Further pacification efforts were taken up in February 1957 by Albert Winn of the Presbytery of Central Alabama, who advised Trinity to re-establish contact with Atlanta, try to mend relations with First Tallahassee, and "get in line with [Florida] Presbytery as soon as possible." By the same token, Winn advised the angrier members of First Tallahassee that their calls for discipline against Rollins were moot: "In discussing the difficulties which they felt had been introduced into the situation by Mr. Rollins' participation in the bus protest, a clear understanding was reached that Mr. Rollins is a member of the Central Alabama Presbytery and is answerable to that body for any questions which might be raised concerning his conduct as a minister. We felt that this was an important principle to be established; that he has the same rights to his convictions as any other Presbyterian minister."

By May 1957, seeing no evident way forward, Trinity moved to dissolve its relationship with the PCUS and move to join the PCUSA. Lawrence Bottoms, for his part, was actively assuaging the white church. During a meeting with Don Swicord and Davis Thomas to reflect on the situation at Trinity and think of paths forward, Bottoms is reported to have said that in the future Black ministers should "be received into white presbyteries rather than for them to hold their membership in a negro presbytery," the kind of arrangement that would guarantee white domination of dissident ministers like Metz.

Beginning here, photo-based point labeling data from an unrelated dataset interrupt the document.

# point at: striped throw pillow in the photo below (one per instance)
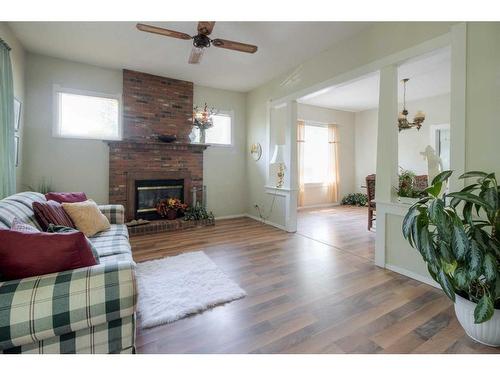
(51, 212)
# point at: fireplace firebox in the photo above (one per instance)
(149, 192)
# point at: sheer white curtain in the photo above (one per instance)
(301, 131)
(7, 148)
(333, 164)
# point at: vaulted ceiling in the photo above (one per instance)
(429, 76)
(118, 45)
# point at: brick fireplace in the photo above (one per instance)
(152, 106)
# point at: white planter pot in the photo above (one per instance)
(487, 333)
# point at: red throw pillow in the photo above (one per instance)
(32, 254)
(21, 226)
(51, 212)
(66, 197)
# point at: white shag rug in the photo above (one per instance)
(173, 287)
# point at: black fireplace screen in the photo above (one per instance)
(149, 192)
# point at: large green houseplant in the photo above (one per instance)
(458, 236)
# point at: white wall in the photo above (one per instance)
(70, 164)
(365, 146)
(410, 142)
(83, 165)
(315, 195)
(17, 59)
(224, 167)
(374, 43)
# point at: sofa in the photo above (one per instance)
(85, 310)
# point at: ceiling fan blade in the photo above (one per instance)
(206, 27)
(236, 46)
(196, 55)
(162, 31)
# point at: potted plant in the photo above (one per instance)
(355, 199)
(406, 191)
(170, 208)
(458, 236)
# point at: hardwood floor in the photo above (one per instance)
(304, 296)
(343, 227)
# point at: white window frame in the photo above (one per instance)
(56, 131)
(319, 125)
(230, 114)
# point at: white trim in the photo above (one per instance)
(413, 275)
(226, 217)
(321, 205)
(267, 222)
(56, 133)
(458, 99)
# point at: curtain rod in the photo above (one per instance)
(5, 44)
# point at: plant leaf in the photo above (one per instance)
(434, 189)
(467, 212)
(461, 278)
(484, 310)
(408, 222)
(459, 240)
(490, 267)
(475, 260)
(426, 246)
(468, 197)
(445, 252)
(491, 197)
(436, 211)
(443, 176)
(446, 284)
(473, 174)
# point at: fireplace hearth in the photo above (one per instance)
(149, 192)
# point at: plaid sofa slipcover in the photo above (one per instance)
(87, 310)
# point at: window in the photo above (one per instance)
(80, 114)
(316, 154)
(221, 132)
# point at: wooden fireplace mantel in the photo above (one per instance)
(178, 146)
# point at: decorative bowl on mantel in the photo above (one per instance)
(167, 138)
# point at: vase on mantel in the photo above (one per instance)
(202, 135)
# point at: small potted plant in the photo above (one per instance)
(170, 208)
(406, 191)
(458, 236)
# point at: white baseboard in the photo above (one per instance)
(424, 279)
(237, 216)
(322, 205)
(266, 222)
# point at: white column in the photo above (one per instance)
(291, 162)
(457, 103)
(387, 152)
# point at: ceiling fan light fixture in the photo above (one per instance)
(196, 54)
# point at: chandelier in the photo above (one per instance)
(403, 122)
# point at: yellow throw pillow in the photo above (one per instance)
(87, 217)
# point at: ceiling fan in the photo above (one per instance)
(201, 41)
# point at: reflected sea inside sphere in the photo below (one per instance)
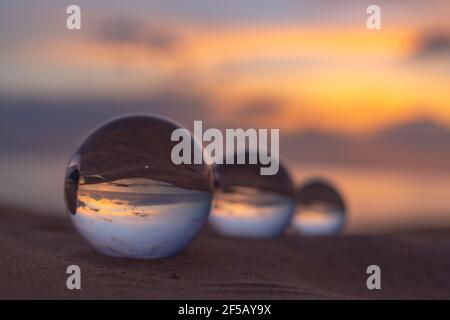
(318, 219)
(320, 210)
(251, 212)
(248, 204)
(128, 199)
(140, 217)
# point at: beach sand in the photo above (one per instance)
(36, 250)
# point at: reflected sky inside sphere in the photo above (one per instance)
(127, 198)
(250, 205)
(320, 211)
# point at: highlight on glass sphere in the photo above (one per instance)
(320, 209)
(127, 198)
(250, 205)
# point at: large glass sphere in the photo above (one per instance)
(248, 204)
(127, 198)
(320, 209)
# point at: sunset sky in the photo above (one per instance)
(292, 65)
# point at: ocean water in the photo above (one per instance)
(378, 200)
(138, 217)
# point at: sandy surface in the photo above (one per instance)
(36, 250)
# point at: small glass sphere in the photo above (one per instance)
(320, 209)
(127, 198)
(250, 205)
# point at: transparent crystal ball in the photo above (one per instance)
(250, 205)
(320, 211)
(127, 198)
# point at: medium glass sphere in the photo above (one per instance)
(127, 198)
(320, 209)
(250, 205)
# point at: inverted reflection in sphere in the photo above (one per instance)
(320, 209)
(248, 204)
(127, 198)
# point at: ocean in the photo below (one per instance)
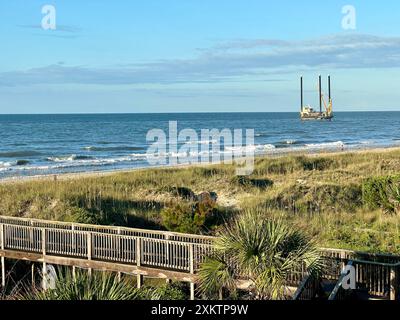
(54, 144)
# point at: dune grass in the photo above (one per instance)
(321, 193)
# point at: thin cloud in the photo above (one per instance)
(59, 28)
(255, 58)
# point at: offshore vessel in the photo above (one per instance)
(308, 113)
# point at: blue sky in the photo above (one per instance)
(196, 55)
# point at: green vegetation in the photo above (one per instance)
(100, 286)
(265, 251)
(383, 193)
(345, 200)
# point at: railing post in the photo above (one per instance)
(394, 286)
(191, 268)
(89, 250)
(139, 277)
(3, 260)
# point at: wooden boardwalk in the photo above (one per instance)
(157, 254)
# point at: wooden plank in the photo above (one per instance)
(100, 265)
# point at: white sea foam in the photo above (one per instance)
(326, 145)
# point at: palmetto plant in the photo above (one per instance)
(264, 251)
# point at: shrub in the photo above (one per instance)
(383, 193)
(188, 217)
(249, 182)
(310, 164)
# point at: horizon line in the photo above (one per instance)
(175, 112)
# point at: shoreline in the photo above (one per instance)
(102, 173)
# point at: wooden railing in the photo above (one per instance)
(338, 292)
(151, 252)
(174, 251)
(163, 235)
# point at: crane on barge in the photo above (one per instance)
(308, 113)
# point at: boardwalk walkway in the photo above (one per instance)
(158, 254)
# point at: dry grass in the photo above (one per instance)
(321, 193)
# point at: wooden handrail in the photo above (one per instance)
(167, 250)
(107, 229)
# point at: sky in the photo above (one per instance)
(131, 56)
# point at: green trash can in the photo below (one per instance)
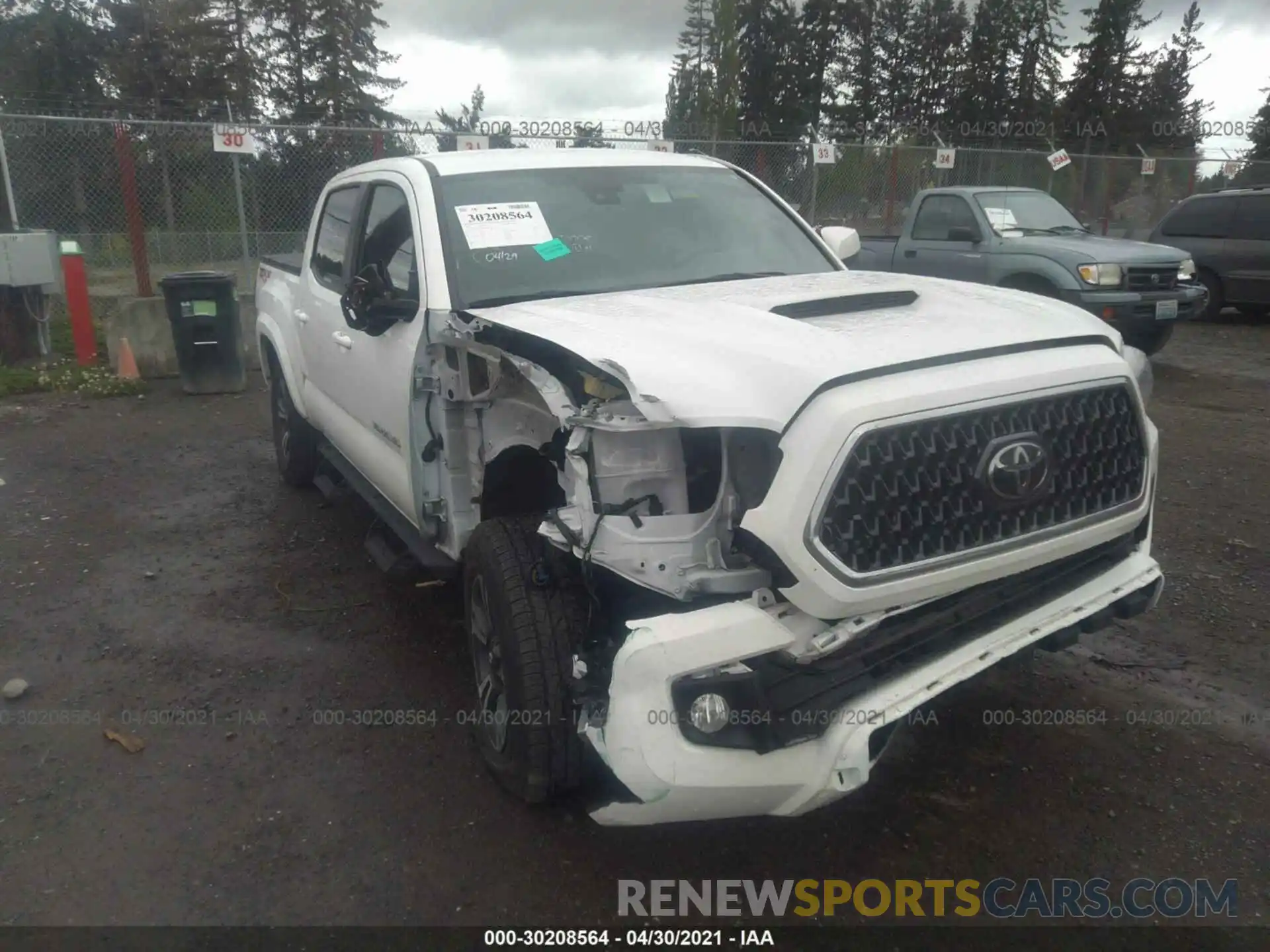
(202, 307)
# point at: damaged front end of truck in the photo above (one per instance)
(737, 658)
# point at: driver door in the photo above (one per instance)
(372, 386)
(929, 249)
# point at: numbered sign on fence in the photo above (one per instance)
(1060, 160)
(233, 139)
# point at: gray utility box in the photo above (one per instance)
(30, 259)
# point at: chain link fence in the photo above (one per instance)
(148, 198)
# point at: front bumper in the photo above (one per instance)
(1132, 310)
(677, 779)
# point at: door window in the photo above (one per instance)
(1201, 218)
(1253, 219)
(333, 234)
(939, 214)
(388, 240)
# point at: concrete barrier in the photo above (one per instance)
(144, 321)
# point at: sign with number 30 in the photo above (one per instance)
(233, 139)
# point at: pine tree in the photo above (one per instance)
(986, 95)
(468, 120)
(349, 88)
(50, 56)
(1039, 71)
(897, 66)
(769, 52)
(854, 77)
(939, 36)
(1170, 113)
(1260, 134)
(290, 60)
(691, 89)
(1105, 92)
(820, 30)
(726, 63)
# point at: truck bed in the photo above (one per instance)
(876, 254)
(288, 262)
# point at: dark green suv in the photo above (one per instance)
(1228, 237)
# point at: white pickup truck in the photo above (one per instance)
(726, 513)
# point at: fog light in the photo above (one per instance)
(709, 714)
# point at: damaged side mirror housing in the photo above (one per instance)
(371, 305)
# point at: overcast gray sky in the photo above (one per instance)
(609, 60)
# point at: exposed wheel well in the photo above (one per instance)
(1034, 284)
(520, 481)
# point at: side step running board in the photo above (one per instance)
(397, 539)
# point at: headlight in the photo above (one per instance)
(1101, 274)
(709, 714)
(1141, 365)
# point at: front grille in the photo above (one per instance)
(910, 493)
(1151, 278)
(788, 701)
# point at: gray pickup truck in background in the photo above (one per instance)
(1023, 238)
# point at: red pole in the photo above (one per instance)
(892, 186)
(132, 208)
(79, 309)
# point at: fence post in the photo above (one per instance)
(132, 210)
(8, 184)
(892, 186)
(816, 187)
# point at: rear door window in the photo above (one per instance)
(1253, 219)
(1202, 218)
(333, 234)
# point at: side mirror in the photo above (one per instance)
(962, 233)
(370, 305)
(845, 243)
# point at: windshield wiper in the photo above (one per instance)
(523, 299)
(730, 276)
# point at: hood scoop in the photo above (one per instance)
(846, 303)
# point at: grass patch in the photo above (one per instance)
(63, 375)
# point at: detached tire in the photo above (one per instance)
(525, 612)
(295, 442)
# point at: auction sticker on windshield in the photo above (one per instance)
(502, 225)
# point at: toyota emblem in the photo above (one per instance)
(1015, 469)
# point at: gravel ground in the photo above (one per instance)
(150, 559)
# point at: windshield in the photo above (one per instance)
(1021, 212)
(529, 234)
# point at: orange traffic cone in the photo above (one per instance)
(127, 362)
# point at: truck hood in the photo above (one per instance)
(1096, 249)
(715, 356)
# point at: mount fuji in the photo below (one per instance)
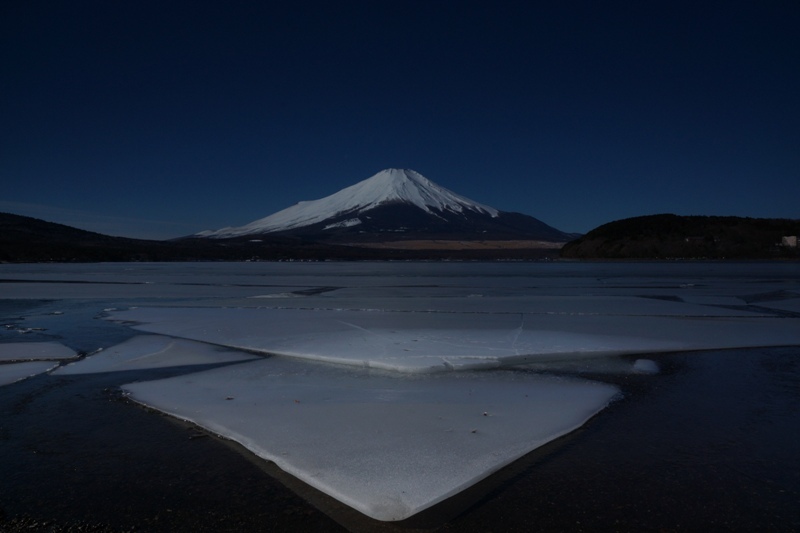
(395, 205)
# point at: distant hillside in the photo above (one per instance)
(673, 236)
(30, 240)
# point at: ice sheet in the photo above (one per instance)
(34, 351)
(387, 446)
(432, 341)
(153, 351)
(13, 372)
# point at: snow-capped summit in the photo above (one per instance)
(392, 185)
(394, 204)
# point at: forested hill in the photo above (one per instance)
(672, 236)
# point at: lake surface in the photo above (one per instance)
(707, 443)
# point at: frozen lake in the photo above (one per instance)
(439, 395)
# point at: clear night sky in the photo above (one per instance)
(162, 118)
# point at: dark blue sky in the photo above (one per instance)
(162, 118)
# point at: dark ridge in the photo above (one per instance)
(670, 236)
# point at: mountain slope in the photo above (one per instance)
(395, 204)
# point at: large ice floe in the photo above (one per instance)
(391, 387)
(403, 418)
(387, 445)
(153, 351)
(439, 341)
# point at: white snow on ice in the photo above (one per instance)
(387, 446)
(431, 342)
(153, 351)
(399, 407)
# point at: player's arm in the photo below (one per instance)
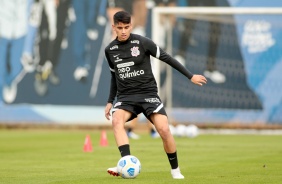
(113, 89)
(160, 54)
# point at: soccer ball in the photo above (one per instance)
(192, 131)
(129, 166)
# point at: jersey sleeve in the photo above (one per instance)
(113, 87)
(160, 54)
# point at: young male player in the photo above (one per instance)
(134, 85)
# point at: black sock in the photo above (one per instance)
(124, 150)
(172, 157)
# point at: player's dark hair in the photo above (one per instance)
(123, 17)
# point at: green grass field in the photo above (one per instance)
(56, 156)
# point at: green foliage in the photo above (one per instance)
(56, 156)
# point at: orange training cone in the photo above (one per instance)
(87, 144)
(103, 139)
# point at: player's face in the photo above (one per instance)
(122, 31)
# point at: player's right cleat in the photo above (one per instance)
(113, 171)
(176, 174)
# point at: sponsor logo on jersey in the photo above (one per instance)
(135, 51)
(126, 73)
(131, 63)
(117, 104)
(152, 100)
(135, 41)
(114, 47)
(118, 60)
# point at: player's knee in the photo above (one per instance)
(164, 131)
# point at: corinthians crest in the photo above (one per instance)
(135, 51)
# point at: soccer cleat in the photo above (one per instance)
(176, 174)
(113, 171)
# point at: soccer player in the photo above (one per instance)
(134, 85)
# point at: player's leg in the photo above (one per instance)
(161, 123)
(132, 125)
(119, 118)
(153, 132)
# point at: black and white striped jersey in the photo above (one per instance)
(130, 66)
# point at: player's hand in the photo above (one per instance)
(108, 110)
(199, 80)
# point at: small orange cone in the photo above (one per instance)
(87, 144)
(103, 139)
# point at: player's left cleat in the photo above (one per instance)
(176, 174)
(113, 171)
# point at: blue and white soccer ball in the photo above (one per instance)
(129, 166)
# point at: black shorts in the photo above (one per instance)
(141, 103)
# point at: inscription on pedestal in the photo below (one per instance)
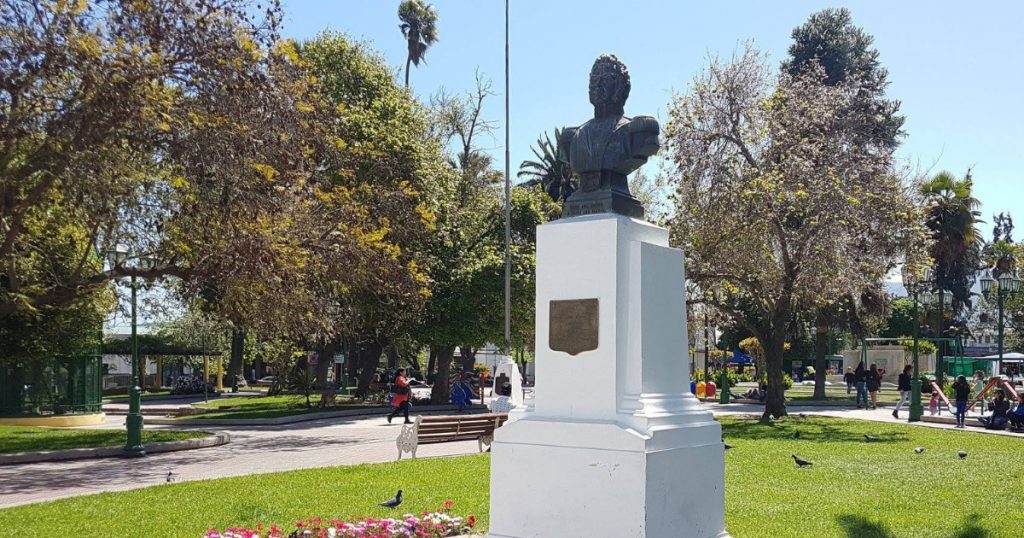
(572, 326)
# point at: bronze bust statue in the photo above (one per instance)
(606, 149)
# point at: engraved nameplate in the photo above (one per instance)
(572, 326)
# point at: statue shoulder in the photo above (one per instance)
(643, 124)
(564, 141)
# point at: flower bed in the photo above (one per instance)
(428, 525)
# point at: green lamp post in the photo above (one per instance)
(117, 258)
(1009, 285)
(914, 283)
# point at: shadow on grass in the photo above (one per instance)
(858, 527)
(811, 429)
(971, 530)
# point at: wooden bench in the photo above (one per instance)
(431, 429)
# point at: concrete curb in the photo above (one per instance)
(195, 421)
(216, 440)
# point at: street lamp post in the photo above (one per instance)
(133, 447)
(1009, 284)
(912, 282)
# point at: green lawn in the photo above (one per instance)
(854, 490)
(33, 439)
(271, 407)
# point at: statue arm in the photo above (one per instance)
(564, 140)
(644, 136)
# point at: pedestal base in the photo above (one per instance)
(591, 479)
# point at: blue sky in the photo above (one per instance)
(956, 68)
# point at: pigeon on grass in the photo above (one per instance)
(391, 503)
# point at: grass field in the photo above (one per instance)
(33, 439)
(854, 490)
(270, 407)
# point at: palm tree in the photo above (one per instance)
(554, 175)
(419, 27)
(951, 215)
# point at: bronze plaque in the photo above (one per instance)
(572, 326)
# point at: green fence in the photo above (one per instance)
(58, 387)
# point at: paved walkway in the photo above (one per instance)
(269, 449)
(252, 450)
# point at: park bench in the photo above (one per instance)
(432, 429)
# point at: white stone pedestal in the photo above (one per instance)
(613, 445)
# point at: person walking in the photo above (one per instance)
(400, 398)
(999, 407)
(904, 389)
(962, 389)
(860, 380)
(850, 379)
(873, 384)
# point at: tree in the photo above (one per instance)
(954, 245)
(828, 40)
(179, 129)
(780, 201)
(374, 271)
(419, 27)
(548, 171)
(900, 320)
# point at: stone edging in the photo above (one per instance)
(194, 421)
(217, 439)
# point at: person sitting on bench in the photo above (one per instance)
(999, 407)
(1016, 417)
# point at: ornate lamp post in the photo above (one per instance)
(914, 283)
(117, 258)
(1009, 284)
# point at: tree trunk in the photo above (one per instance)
(325, 361)
(441, 391)
(820, 349)
(392, 357)
(467, 358)
(432, 362)
(775, 401)
(238, 350)
(371, 360)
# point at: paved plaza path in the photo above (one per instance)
(268, 449)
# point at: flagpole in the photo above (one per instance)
(508, 204)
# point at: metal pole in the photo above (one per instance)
(508, 203)
(915, 408)
(133, 447)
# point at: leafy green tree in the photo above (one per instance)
(419, 27)
(954, 245)
(547, 171)
(776, 205)
(372, 273)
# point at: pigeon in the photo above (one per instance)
(393, 502)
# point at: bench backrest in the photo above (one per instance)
(441, 428)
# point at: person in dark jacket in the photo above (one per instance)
(860, 380)
(904, 389)
(999, 407)
(962, 390)
(850, 379)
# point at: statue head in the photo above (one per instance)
(609, 85)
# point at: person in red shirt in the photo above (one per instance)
(401, 396)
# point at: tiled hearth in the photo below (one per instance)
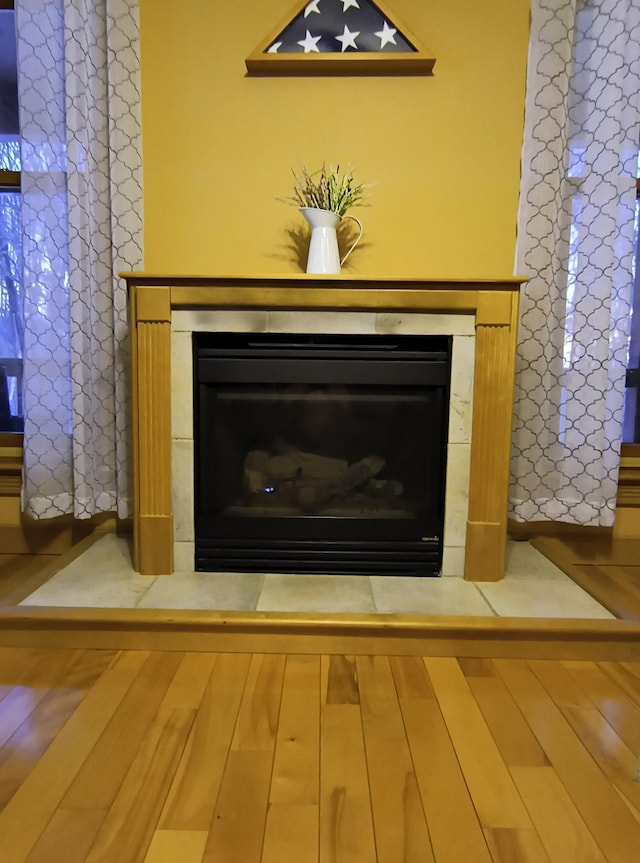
(103, 577)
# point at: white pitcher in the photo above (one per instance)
(324, 256)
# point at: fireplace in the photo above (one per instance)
(320, 453)
(481, 315)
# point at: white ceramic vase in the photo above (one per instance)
(324, 256)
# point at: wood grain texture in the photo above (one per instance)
(365, 759)
(494, 303)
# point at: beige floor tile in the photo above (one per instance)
(541, 597)
(217, 591)
(448, 596)
(322, 593)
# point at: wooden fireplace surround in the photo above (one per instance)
(152, 300)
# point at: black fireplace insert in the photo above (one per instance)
(320, 454)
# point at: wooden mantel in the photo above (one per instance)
(494, 303)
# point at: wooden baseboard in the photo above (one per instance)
(146, 629)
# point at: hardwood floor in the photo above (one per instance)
(607, 569)
(125, 756)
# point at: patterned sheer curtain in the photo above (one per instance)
(78, 82)
(576, 244)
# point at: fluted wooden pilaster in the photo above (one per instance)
(496, 320)
(494, 304)
(153, 520)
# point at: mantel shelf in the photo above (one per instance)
(493, 303)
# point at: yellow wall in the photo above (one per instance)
(443, 151)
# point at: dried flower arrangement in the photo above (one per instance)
(327, 189)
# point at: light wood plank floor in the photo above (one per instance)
(124, 756)
(606, 568)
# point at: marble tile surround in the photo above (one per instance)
(460, 326)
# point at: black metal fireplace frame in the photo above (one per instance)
(327, 545)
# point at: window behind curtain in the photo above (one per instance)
(631, 428)
(10, 231)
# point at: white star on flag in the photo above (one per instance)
(386, 35)
(348, 39)
(310, 43)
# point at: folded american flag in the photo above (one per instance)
(338, 26)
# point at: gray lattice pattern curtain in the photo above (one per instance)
(78, 81)
(576, 244)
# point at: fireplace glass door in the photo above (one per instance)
(322, 454)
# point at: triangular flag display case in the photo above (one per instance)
(340, 37)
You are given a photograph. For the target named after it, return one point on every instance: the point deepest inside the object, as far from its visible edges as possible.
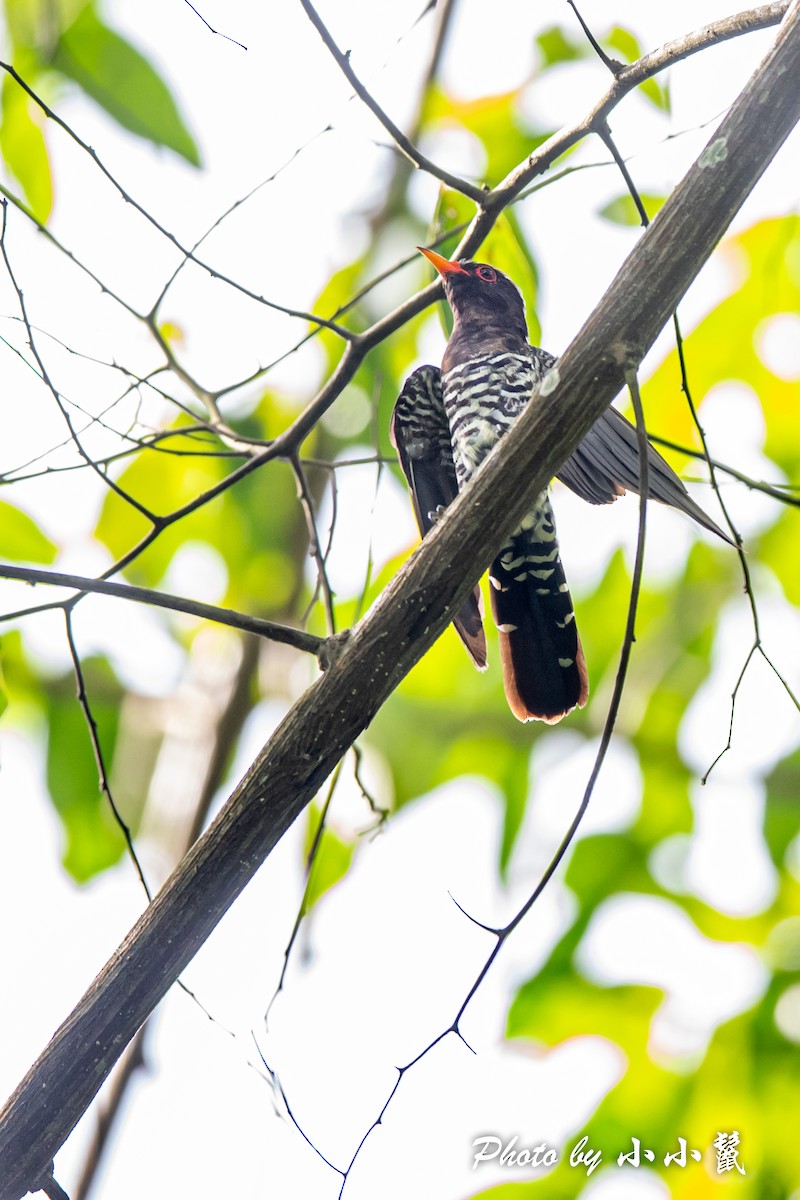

At the same meeting, Bottoms related that the "policy of the Board of Church Extension was "to consider desegregation not essential." Presbyterian evangelization of African Americans would proceed within segregated society.

First Tallahassee would make some final donations to the Department of Negro Work, the PCUS would pay First Tallahassee back what it spent to hire the architect for Trinity, and the issue would no longer take up the energy of the ecclesial bureaucracy.

Rollins would be called by the UPCUSA in 1958 to serve a biracial church in Nashville -- later he would say "the salary was six thousand dollars and I thought I was in glory." He would go on to organize the National Committee of Black Churchmen in New York and finally to serve St. Augustine Presbyterian Church in the Bronx. In 25 years at St. Augustine, Rollins would be involved in opposition to the American War in Vietnam, advocate for prisoners in Attica, and run for the school board in White Plains. In a 2007 HistoryMakers interview, he sounds the same themes in White Plains as animated him in Tallahassee:

"You know, they interviewed me and they said, you know, again, the inevitable question, 'What is it you people want?' and I said, 'I want the same damn thing that you all have.'"

Metz was honorably retired by the Presbytery of New York City in 2005. He died in 2009.